Thank you, Father Ted

Women grads honor Hesburgh for coeducation.

MARGARET FOSMOE

Tribune Staff Writer

CHICAGO -- Thirty-four years after the first woman earned a bachelor's degree at the University of Notre Dame, several hundred women graduates thanked the man who made it possible.

The Rev. Theodore M. Hesburgh, Notre Dame's president from 1952 to 1987, was feted and thanked Thursday at a luncheon in downtown Chicago attended by 230 Notre Dame alumnae.

"This is a wonderful day for me. It's like coming home in a way," said Hesburgh, who will turn 89 on May 25.

Hesburgh said there were two decisions he was most proud of during his presidency: transferring governance of the university to a board of lay trustees and admitting women.

Hesburgh accepted the invitation to speak at the lunch as part of a new alumnae leadership program. He didn't know there was a secret agenda.The women gathered to help him celebrate his upcoming birthday and to formally thank him for opening Notre Dame to women undergraduates.

Hesburgh opened a gift box containing about 350 thank-you letters from women graduates describing the impact their Notre Dame education has had on their lives. The first class of women undergraduates enrolled in 1972.Hesburgh said the all-male Notre Dame was a coarse place, with a locker-room atmosphere in the residence halls. "If Notre Dame had one big failing, it was the fact that it was only addressing half of the Catholic Church," he said of those days.

After months of merger discussions with Saint Mary's College, no agreement was reached. "You say you want to marry us, but you don't want to take our name and you don't want to live with us," he recalled telling the nuns in November 1971. The merger was off.

Notre Dame began admitting women undergraduates the following year."It does my heart good. The experiment was right," he said, noting many other all-male institutions followed Notre Dame and became coeducational.

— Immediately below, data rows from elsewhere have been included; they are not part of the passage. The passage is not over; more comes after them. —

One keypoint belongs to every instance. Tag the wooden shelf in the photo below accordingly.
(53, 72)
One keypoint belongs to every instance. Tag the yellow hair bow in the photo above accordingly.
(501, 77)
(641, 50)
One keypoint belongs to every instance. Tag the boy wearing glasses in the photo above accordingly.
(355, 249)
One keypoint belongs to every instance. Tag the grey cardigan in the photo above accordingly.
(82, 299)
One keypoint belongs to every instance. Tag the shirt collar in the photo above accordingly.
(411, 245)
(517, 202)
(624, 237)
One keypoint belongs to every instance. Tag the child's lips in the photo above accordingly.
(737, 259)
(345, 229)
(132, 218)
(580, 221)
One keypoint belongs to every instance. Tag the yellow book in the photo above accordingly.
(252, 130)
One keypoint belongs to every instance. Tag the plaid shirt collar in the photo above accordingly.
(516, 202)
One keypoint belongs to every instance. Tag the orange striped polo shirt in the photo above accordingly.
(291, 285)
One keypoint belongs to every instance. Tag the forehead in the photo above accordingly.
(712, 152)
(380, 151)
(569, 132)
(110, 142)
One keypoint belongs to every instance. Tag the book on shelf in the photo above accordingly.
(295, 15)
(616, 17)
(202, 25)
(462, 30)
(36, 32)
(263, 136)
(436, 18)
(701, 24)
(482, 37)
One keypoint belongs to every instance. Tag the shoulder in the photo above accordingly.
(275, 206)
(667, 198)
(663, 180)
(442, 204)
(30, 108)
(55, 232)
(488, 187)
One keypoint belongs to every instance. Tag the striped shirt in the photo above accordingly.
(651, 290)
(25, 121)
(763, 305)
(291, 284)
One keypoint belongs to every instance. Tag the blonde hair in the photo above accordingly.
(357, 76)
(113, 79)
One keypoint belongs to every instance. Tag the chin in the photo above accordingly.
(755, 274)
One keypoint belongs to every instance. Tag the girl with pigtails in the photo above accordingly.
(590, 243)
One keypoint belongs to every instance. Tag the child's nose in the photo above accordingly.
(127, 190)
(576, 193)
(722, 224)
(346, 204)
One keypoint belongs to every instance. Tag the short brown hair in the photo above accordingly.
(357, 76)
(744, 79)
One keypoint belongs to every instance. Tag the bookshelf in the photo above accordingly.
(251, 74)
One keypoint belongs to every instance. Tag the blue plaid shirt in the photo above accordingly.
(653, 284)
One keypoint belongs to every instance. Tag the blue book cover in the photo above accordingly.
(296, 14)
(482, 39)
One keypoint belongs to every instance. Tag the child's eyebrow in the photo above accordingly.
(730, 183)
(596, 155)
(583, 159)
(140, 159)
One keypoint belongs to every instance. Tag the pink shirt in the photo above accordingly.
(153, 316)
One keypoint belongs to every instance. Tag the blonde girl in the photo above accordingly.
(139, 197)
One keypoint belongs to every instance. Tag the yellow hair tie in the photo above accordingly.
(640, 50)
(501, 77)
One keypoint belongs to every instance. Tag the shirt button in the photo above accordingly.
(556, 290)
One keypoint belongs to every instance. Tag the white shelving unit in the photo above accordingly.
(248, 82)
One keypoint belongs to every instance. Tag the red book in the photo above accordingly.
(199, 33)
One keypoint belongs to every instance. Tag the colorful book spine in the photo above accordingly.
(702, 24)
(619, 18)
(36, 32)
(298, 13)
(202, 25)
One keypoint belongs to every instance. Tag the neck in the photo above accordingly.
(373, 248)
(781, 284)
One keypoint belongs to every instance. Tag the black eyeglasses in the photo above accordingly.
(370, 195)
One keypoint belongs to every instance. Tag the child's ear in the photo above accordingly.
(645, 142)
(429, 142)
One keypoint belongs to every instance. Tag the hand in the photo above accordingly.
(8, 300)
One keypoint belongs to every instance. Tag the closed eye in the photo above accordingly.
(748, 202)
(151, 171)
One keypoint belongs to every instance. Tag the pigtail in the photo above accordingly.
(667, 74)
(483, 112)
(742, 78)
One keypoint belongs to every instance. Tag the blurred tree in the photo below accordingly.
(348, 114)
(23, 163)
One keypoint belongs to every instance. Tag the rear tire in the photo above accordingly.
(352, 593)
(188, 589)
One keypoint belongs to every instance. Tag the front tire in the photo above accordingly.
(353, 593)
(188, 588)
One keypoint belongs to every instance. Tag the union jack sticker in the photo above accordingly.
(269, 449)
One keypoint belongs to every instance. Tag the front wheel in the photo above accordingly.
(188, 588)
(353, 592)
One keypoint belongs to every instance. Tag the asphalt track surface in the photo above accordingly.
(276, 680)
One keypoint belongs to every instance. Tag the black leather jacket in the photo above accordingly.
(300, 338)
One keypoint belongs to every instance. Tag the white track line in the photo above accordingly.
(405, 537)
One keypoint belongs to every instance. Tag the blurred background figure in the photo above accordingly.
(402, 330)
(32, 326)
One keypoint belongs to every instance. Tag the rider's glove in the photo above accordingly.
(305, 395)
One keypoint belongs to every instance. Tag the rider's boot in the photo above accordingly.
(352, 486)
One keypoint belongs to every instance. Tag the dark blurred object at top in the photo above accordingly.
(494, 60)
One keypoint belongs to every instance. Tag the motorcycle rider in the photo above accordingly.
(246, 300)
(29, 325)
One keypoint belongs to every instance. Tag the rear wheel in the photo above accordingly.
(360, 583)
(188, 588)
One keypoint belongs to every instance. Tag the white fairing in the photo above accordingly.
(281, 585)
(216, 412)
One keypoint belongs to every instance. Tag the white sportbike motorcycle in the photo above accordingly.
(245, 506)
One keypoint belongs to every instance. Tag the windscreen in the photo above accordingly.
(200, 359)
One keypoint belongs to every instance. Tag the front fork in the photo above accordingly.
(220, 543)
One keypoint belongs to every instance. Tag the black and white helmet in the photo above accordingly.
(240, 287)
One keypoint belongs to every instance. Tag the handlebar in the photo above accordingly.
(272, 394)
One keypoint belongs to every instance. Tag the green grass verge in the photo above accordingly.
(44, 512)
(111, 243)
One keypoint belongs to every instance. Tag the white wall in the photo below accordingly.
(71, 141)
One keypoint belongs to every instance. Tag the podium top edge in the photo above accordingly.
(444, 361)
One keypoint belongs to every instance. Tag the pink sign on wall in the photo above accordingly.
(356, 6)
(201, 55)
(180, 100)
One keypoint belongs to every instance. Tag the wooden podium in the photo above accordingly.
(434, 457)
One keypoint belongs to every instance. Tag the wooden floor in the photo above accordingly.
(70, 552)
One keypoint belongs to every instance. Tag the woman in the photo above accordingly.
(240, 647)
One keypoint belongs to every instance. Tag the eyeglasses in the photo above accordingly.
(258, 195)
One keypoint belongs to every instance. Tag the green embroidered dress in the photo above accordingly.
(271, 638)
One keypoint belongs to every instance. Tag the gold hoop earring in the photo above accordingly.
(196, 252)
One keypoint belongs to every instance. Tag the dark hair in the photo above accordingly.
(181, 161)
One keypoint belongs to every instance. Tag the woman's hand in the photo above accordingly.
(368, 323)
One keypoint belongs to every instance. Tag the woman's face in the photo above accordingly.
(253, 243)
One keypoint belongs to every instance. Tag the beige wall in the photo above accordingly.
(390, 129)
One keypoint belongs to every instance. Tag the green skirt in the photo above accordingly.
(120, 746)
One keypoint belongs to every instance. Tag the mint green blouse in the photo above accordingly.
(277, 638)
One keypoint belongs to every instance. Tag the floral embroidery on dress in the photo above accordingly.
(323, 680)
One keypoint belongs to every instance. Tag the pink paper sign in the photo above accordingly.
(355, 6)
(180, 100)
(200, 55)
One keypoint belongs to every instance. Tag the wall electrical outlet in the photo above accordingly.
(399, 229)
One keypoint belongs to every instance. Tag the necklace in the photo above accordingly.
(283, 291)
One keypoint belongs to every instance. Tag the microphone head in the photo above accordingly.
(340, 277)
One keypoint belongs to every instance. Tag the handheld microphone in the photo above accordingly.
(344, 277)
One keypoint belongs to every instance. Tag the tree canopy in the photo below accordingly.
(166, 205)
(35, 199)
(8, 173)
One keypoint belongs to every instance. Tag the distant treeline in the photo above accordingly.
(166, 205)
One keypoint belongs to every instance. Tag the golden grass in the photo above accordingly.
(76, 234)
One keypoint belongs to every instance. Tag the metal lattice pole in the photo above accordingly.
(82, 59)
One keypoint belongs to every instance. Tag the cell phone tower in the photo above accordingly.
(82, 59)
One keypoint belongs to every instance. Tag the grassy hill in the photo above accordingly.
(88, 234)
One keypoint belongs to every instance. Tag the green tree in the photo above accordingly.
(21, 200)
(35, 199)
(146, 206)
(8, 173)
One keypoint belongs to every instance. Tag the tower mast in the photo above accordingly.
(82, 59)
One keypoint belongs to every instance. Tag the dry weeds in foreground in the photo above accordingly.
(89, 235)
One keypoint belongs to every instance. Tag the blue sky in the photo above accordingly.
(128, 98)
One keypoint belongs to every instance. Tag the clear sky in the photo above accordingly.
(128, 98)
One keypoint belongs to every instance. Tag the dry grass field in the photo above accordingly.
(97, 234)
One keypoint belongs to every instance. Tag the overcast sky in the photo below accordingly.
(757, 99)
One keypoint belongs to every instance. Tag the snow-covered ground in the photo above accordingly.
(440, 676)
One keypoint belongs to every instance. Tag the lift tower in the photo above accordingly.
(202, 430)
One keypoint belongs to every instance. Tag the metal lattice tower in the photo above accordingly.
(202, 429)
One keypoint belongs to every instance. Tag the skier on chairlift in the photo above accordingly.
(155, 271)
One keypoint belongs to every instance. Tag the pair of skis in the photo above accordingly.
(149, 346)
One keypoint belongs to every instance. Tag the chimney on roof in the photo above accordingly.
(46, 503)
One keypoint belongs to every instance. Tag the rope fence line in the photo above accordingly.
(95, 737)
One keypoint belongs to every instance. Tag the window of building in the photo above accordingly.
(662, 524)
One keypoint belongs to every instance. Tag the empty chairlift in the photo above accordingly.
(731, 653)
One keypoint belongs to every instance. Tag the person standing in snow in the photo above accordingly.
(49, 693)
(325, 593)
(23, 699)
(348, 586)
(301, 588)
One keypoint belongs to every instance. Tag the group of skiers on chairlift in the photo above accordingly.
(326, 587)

"I think we are a much healthier place today. We certainly are a more intellectual place today," Hesburgh said. "I have to say we're a better place because about 50 percent of our students today are women."

The priest said he looks forward to the day when a woman will be president of the United States.

Hesburgh recalled kissing 36 girls goodbye as a teenager on the night before he left for the seminary. There were plenty of hugs and kisses to go around Thursday, too, as women gathered around Hesburgh for photos and to offer words of gratitude.

Some of the women from the early years recall being the only female in some classes or facing professors who didn't want to teach women. Others remember having to be tough when faced by people who told women that they were taking student slots that men deserved.Mary Davey Bliley, of Richmond, Va., described how in 1972 she became the first woman undergraduate to earn a degree.

She was among the Saint Mary's students who had been earning credits at Notre Dame while the two schools planned to merge. When the merger fell through, Bliley was told her business credits at Notre Dame would not allow her to earn a Saint Mary's diploma.

Hesburgh and Vincent Raymond, a Notre Dame business dean, intervened and decided she would receive a Notre Dame diploma. She later went on to an international business career, marriage and raising two sons.

"I was given an incredible opportunity by the University of Notre Dame," she said. "Father Hesburgh opened up doors that I never could have opened on my own."